Doc-to-LoRA Accuracy Falls to 16% Against Strongly Entrenched Model Facts

Doc-to-LoRA and similar hypernetwork-based methods collapse to 46.4% accuracy when an input document contradicts knowledge baked into the model's pretraining — and fall to 16% on the hardest conflicts. A new paper from Shuaizhi Cheng, Xiang Shi, and Mingwei Li finds that these instant adaptation methods, which encode an entire document into model weights via a single forward pass, fail precisely where correction matters most.

The mechanism is a magnitude mismatch the authors call the "override gap." A hypernetwork generates per-layer LoRA adapters from the input document, and the weight deltas land in the right layers. The problem is amplitude. The pretrained model's internal margin on a deeply engrained fact — how confidently it leans toward the memorized answer — scales with how frequently that fact appeared during training. The adapter margin the hypernetwork produces is approximately constant across all documents.
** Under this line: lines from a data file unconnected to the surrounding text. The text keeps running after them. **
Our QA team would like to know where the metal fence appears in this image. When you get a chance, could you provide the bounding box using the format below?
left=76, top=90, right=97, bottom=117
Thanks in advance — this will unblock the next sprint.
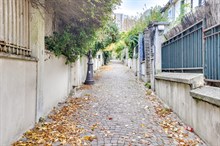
left=162, top=21, right=203, bottom=72
left=204, top=24, right=220, bottom=82
left=0, top=0, right=31, bottom=56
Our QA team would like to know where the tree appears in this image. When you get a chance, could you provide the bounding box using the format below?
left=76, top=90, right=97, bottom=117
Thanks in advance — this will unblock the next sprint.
left=31, top=0, right=121, bottom=63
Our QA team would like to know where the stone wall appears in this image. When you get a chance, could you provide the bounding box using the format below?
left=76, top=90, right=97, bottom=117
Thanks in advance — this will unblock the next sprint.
left=156, top=73, right=220, bottom=146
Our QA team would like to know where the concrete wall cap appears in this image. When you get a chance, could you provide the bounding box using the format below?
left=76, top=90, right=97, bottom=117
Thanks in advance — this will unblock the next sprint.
left=190, top=86, right=220, bottom=107
left=155, top=73, right=204, bottom=88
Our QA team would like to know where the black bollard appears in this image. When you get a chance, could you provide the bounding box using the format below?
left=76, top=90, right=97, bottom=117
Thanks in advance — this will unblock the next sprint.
left=84, top=50, right=95, bottom=85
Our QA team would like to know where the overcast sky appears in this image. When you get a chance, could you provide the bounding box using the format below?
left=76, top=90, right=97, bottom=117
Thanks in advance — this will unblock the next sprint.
left=114, top=0, right=168, bottom=16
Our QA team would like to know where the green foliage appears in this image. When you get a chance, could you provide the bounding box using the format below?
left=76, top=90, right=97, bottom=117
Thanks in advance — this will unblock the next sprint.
left=45, top=29, right=85, bottom=64
left=144, top=82, right=151, bottom=89
left=116, top=6, right=167, bottom=58
left=43, top=0, right=121, bottom=63
left=93, top=20, right=119, bottom=55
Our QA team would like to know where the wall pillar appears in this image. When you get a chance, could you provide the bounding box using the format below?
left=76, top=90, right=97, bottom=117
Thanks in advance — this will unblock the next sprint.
left=29, top=1, right=45, bottom=122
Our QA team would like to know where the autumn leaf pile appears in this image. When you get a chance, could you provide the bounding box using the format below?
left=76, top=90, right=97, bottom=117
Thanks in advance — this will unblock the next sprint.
left=147, top=96, right=202, bottom=146
left=13, top=97, right=90, bottom=146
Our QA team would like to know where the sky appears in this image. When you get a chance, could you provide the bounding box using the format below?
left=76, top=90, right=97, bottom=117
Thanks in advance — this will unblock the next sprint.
left=114, top=0, right=168, bottom=16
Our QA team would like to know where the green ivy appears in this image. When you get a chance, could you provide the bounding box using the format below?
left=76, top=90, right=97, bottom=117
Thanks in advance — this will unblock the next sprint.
left=45, top=29, right=85, bottom=64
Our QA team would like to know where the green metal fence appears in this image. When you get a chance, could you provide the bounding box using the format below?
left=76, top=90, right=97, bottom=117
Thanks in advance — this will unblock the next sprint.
left=204, top=24, right=220, bottom=82
left=162, top=21, right=203, bottom=72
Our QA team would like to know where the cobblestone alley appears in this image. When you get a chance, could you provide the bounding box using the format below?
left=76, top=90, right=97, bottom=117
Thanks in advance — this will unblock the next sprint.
left=15, top=63, right=205, bottom=146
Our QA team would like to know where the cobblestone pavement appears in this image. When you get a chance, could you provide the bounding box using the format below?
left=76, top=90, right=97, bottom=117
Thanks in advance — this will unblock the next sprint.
left=74, top=63, right=205, bottom=146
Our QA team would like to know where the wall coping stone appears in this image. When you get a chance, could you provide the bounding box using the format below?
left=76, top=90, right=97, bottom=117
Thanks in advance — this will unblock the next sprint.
left=155, top=73, right=204, bottom=89
left=190, top=86, right=220, bottom=107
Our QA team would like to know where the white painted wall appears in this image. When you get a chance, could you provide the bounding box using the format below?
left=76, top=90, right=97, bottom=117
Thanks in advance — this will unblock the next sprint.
left=0, top=58, right=37, bottom=146
left=156, top=74, right=220, bottom=146
left=43, top=53, right=70, bottom=115
left=71, top=56, right=88, bottom=86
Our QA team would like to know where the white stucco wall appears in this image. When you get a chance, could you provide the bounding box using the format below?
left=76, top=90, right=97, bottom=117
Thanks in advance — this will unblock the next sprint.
left=71, top=56, right=88, bottom=86
left=43, top=53, right=70, bottom=115
left=156, top=74, right=220, bottom=146
left=0, top=58, right=37, bottom=146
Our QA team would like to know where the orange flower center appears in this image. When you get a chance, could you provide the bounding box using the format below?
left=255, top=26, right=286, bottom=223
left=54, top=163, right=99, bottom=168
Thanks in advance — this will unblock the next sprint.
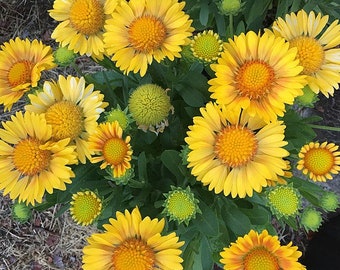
left=304, top=148, right=334, bottom=175
left=215, top=126, right=258, bottom=167
left=8, top=60, right=33, bottom=88
left=112, top=238, right=156, bottom=270
left=45, top=100, right=84, bottom=140
left=103, top=138, right=129, bottom=166
left=243, top=247, right=281, bottom=270
left=128, top=15, right=166, bottom=53
left=13, top=138, right=51, bottom=176
left=235, top=60, right=275, bottom=99
left=70, top=0, right=105, bottom=36
left=289, top=36, right=325, bottom=75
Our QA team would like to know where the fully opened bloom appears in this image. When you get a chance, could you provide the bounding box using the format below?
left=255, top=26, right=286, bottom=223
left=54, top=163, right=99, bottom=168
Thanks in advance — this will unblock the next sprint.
left=25, top=75, right=107, bottom=163
left=185, top=102, right=289, bottom=198
left=49, top=0, right=119, bottom=59
left=297, top=142, right=340, bottom=182
left=104, top=0, right=194, bottom=76
left=0, top=37, right=55, bottom=111
left=209, top=31, right=305, bottom=122
left=83, top=208, right=184, bottom=270
left=272, top=10, right=340, bottom=97
left=0, top=112, right=77, bottom=205
left=220, top=230, right=306, bottom=270
left=89, top=121, right=132, bottom=177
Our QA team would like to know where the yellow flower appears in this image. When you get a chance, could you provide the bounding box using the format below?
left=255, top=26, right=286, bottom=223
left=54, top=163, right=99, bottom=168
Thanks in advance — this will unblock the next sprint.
left=297, top=142, right=340, bottom=182
left=0, top=112, right=77, bottom=205
left=25, top=75, right=108, bottom=163
left=49, top=0, right=119, bottom=59
left=209, top=31, right=305, bottom=123
left=0, top=38, right=56, bottom=111
left=185, top=102, right=289, bottom=198
left=104, top=0, right=194, bottom=76
left=220, top=230, right=306, bottom=270
left=272, top=10, right=340, bottom=97
left=89, top=121, right=132, bottom=177
left=83, top=207, right=184, bottom=270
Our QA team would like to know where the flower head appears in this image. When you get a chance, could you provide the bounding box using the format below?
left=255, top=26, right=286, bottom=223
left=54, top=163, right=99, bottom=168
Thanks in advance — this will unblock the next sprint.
left=272, top=10, right=340, bottom=97
left=0, top=112, right=77, bottom=205
left=25, top=75, right=107, bottom=163
left=49, top=0, right=119, bottom=59
left=220, top=230, right=305, bottom=270
left=297, top=142, right=340, bottom=182
left=0, top=38, right=55, bottom=111
left=209, top=31, right=305, bottom=123
left=129, top=84, right=174, bottom=134
left=104, top=0, right=194, bottom=76
left=83, top=207, right=184, bottom=270
left=70, top=190, right=103, bottom=226
left=89, top=121, right=132, bottom=177
left=185, top=102, right=289, bottom=198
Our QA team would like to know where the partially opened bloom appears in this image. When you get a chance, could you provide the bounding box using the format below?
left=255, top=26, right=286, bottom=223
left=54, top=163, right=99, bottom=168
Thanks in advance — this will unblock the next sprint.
left=0, top=37, right=56, bottom=111
left=209, top=31, right=306, bottom=122
left=83, top=207, right=184, bottom=270
left=272, top=10, right=340, bottom=97
left=104, top=0, right=194, bottom=76
left=297, top=142, right=340, bottom=182
left=89, top=121, right=132, bottom=177
left=185, top=102, right=289, bottom=198
left=0, top=112, right=77, bottom=205
left=25, top=75, right=107, bottom=163
left=49, top=0, right=119, bottom=59
left=220, top=230, right=306, bottom=270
Deeply entrenched facts simply overpower the incoming signal.

The authors operationalize this with a prior-strength gradient across 194 conflict questions. Sorting by the base model's log-probability on the contradicted fact, accuracy with baseline Doc-to-LoRA runs from 68% on weak-prior questions down to 16% on strong-prior ones — a 52 percentage-point spread. For production systems, the pattern is precise: instant internalization performs worst exactly where the model most needs to be corrected.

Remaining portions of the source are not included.